Right now, I bonds are paying a record-high 9.62% annual interest rate due to high inflation, but it is going to reset at the end of October for newly purchased I bonds. The good news is that if you act quickly, you can still lock in this interest rate for the next six months.

With that in mind, here's what you need to know about the I bond interest rate and where it could be heading next, the pros and cons of owning I bonds, and how to make sure you lock in your 9.62% interest rate before it resets.

Person counting a stack of 50-dollar bills.

Image source: Getty Images.

What are I bonds?

I bonds are inflation-protected savings bonds issued by the United States government. Unlike other types of savings bonds, these pay an interest rate that consists of two parts. There's a fixed interest rate (currently at 0%), and an inflation adjustment (currently 9.62%).

Every six months, the U.S. Treasury Department announces the new interest rates that apply to I bonds. This happens in May and November, although the inflation-based portion can be accurately estimated by recent inflation data that we already have.

How I bond interest rates work

When the Treasury announces a new interest rate, it doesn't mean that all existing I bonds immediately reset to that rate.

Instead, the current I bond interest rate applies to new purchases for the first six months. So, even though the 9.62% rate applies from May through October 2022, any I bonds purchased before the end of October get to lock in the 9.62% interest rate for six full months. After the first six months, the rate will change to the then-current interest rate for the next six months, and so on.
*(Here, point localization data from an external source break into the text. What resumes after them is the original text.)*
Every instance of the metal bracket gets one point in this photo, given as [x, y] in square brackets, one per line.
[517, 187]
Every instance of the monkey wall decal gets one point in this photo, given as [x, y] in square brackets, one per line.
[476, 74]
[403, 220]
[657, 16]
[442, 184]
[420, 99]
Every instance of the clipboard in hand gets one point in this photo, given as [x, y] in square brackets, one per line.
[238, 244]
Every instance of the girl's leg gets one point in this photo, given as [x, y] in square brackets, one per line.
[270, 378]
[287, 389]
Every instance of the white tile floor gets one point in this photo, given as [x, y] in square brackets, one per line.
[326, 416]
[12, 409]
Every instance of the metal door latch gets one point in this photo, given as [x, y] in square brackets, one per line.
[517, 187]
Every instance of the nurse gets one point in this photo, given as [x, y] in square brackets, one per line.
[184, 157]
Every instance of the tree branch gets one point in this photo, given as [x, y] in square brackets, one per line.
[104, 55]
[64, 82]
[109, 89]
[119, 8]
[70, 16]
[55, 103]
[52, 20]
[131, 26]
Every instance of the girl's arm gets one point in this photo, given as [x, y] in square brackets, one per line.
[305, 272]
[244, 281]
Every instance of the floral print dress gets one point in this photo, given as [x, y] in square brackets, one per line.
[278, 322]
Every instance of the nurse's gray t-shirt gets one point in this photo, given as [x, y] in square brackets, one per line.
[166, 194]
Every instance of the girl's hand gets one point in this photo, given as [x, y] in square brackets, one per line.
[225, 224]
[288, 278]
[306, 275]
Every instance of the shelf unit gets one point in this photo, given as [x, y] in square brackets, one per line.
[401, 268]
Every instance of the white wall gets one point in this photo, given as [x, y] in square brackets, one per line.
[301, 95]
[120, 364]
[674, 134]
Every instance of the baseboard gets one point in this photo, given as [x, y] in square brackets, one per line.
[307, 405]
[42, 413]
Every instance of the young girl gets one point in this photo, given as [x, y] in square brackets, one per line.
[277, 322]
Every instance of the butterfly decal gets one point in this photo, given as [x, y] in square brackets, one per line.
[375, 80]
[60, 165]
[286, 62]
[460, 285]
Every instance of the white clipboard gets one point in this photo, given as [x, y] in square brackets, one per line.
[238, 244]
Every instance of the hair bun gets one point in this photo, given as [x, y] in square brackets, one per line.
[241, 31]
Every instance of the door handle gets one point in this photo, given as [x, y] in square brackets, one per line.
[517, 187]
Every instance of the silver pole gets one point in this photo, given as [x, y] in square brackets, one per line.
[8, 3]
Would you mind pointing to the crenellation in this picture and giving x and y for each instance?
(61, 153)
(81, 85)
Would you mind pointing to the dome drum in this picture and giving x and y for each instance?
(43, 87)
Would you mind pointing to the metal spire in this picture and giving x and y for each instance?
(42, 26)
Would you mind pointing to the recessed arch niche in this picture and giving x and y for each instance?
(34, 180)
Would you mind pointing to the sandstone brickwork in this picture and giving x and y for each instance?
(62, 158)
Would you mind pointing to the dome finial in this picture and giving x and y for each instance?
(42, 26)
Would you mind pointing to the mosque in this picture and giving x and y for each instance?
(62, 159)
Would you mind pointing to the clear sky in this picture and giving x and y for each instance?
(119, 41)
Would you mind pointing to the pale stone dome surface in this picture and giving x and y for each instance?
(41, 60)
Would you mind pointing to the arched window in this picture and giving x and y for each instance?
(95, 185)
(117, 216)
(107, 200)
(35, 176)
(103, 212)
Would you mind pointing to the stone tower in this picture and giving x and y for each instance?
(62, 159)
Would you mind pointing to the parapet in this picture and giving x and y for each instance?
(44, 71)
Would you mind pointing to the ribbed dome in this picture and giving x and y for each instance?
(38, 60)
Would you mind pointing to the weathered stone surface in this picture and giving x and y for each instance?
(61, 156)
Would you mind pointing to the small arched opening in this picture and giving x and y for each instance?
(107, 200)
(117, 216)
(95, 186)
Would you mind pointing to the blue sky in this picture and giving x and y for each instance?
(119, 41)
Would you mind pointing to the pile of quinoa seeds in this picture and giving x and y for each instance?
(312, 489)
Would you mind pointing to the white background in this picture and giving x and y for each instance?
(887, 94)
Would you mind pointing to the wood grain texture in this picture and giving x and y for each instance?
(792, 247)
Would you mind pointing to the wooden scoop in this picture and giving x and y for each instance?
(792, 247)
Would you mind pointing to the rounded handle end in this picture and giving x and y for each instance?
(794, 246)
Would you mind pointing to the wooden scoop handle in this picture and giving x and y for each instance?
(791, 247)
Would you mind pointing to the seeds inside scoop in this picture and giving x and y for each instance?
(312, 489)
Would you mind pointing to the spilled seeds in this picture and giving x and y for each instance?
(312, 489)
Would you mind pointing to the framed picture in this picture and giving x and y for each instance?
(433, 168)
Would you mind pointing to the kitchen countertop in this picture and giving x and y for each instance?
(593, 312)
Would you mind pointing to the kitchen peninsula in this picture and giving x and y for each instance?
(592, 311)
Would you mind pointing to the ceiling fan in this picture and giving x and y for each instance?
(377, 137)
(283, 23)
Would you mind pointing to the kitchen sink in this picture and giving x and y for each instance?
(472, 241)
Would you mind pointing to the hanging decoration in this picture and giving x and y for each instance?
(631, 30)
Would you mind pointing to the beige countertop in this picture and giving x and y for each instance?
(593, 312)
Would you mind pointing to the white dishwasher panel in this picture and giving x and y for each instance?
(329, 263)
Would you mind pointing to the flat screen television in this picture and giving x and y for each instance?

Based on recent inflation data, the I bond variable interest rate should change to about 6.48% starting in November. While this is still quite high in a historical context, it's more than three percentage points lower than the rate you can get until the end of October. So, if you're looking for a solid income investment and think I bonds are right for you, it can be worthwhile to go ahead and buy now.

Know what you're getting into

While a guaranteed 9.62% yield may sound fantastic (and it is), it's important to realize it isn't without drawbacks.

For one thing, you're locked in for a full year. If you buy now, you'll know exactly what your I bonds are going to pay for the next 12 months (9.62% and then 6.48%), but it's important to realize your money will be tied up. And, if you sell within the first five years, you'll forfeit the prior three months' worth of interest.

It's also worth noting that you can't just put as much money as you want into I bonds. Purchases are limited to $10,000 per person, per year.

How to get started

In order to lock in the 9.62% rate for the next six months, you need to make sure your I bonds are issued in October. According to the Treasury, purchasers must buy their I bonds by Oct. 28 and get a confirmation email in order to make sure their bonds are issued by the end of the month. Fortunately, the process for purchasing I bonds is rather quick and easy -- simply go to TreasuryDirect.gov and open an account.